The sister involved was the same relative who Erica lived with for eight months at one point.

Search warrants say Erica left the Parsonses home after Casey Parsons “lost control and beat her.”

Erica was returned to the Parsonses’ home because they were afraid of losing the payments they received from the state for Erica’s care, search warrants say. The payments could total at least $623 a month.

A risky choice?

It’s unclear why the Parsonses agreed to appear on the “Dr. Phil” show.

Doing so presents risks if Casey or Sandy Parsons is ever charged in the case, according to defense attorneys reached by the Observer. And statements the couple made on television shows have already been used as probable cause in search warrants.

Many defendants choose not to take the witness stand, said George Laughrun, a Charlotte defense attorney.
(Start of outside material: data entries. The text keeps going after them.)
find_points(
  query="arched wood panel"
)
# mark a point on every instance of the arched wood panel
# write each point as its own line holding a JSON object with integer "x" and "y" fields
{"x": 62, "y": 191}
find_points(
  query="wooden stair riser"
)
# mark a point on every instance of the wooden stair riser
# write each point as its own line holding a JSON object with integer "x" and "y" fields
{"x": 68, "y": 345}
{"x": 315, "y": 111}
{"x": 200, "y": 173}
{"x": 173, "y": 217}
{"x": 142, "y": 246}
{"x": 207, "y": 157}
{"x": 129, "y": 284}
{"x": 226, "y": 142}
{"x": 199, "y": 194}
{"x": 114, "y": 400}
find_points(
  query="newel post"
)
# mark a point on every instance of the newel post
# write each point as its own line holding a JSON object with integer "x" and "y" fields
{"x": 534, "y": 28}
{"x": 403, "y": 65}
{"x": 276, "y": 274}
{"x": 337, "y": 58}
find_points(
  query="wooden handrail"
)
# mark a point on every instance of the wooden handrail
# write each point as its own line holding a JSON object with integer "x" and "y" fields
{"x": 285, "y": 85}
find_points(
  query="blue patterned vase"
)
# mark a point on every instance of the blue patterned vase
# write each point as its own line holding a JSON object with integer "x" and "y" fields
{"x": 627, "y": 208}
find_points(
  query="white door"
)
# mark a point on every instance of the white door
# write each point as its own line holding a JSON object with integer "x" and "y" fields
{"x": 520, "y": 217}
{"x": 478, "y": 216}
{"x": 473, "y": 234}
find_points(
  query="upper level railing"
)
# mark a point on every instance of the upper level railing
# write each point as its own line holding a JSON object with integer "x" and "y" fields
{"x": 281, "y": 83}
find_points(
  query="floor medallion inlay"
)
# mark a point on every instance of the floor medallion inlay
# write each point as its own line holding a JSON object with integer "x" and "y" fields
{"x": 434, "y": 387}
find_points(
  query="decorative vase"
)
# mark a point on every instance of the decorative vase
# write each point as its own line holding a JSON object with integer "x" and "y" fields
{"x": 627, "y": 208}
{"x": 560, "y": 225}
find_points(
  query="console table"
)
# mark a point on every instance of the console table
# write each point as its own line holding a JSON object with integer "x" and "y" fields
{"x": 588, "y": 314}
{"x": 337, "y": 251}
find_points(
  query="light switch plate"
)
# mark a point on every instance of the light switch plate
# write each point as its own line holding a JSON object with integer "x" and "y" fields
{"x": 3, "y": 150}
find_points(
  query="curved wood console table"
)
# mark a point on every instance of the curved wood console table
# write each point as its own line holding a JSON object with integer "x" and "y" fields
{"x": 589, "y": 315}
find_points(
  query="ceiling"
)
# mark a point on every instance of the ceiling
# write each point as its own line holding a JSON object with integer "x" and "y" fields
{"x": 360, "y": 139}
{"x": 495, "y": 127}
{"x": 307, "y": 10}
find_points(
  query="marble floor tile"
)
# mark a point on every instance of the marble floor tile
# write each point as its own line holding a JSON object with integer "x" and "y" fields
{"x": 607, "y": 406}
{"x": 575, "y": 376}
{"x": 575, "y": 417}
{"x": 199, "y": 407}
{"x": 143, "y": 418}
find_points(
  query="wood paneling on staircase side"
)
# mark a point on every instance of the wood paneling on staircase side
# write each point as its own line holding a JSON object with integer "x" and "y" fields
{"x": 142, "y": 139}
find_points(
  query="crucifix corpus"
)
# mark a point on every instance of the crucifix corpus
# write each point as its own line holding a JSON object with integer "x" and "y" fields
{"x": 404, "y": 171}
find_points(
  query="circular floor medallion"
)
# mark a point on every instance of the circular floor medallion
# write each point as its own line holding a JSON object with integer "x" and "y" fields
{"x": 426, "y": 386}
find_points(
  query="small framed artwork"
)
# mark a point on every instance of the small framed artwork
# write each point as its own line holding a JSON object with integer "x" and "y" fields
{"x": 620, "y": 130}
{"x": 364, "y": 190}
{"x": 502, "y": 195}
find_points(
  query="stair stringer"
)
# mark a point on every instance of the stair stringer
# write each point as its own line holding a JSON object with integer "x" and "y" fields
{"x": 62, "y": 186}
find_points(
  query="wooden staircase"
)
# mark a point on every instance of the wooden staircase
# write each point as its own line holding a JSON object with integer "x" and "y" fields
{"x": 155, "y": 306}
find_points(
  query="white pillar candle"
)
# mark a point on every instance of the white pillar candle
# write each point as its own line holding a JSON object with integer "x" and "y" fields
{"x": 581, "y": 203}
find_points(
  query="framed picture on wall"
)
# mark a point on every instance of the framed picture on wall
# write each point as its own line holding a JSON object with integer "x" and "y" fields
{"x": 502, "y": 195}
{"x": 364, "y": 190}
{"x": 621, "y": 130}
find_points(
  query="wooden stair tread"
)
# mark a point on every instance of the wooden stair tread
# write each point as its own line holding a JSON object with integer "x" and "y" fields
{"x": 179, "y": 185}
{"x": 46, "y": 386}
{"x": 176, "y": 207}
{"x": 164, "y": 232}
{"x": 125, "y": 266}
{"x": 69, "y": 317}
But the Parsonses have already spoken about the case – and faced probing questions – on a nationally televised show.

“The (District Attorney) in Salisbury is probably going to be there with every VCR he can find, recording every little sound bite they make,” Laughrun said.

A spokesman for the “Dr. Phil” show said the show doesn’t pay for guests to appear and that the Parsonses didn’t ask to be compensated.

But Batt Humphreys, former executive producer for “The Early Show” on CBS, said talk shows can dangle incentives such as first-class flights, upscale hotels and a large meal budget to attract guests.

“There can be a ‘wow’ factor for a couple like this,” Humphreys said. “… The producers know what they’re doing, and they know how to build confidence.

“If they think that they’re going on ‘Dr. Phil’ and Dr. Phil is going to help them and they get all these goodies thrown in, that’s pretty good.”

On air, Dr. Phil said the couple told him they were motivated by their desires to tell their side of the story and to help find Erica.

After Sandy Parson’s polygraph test was done, the “Dr. Phil” show invited the couple back on the show to see the results.

Their attorney, Carlyle Sherrill, said they “were in a hurry to get back to North Carolina.”

Sherrill appeared on the show via satellite feed when the polygraph results were revealed. The Parsonses did not.

Dr. Phil said his show offered to have the Parsonses return or appear by a satellite feed, but they refused.

Staff writer Ronnie Glassberg contributed.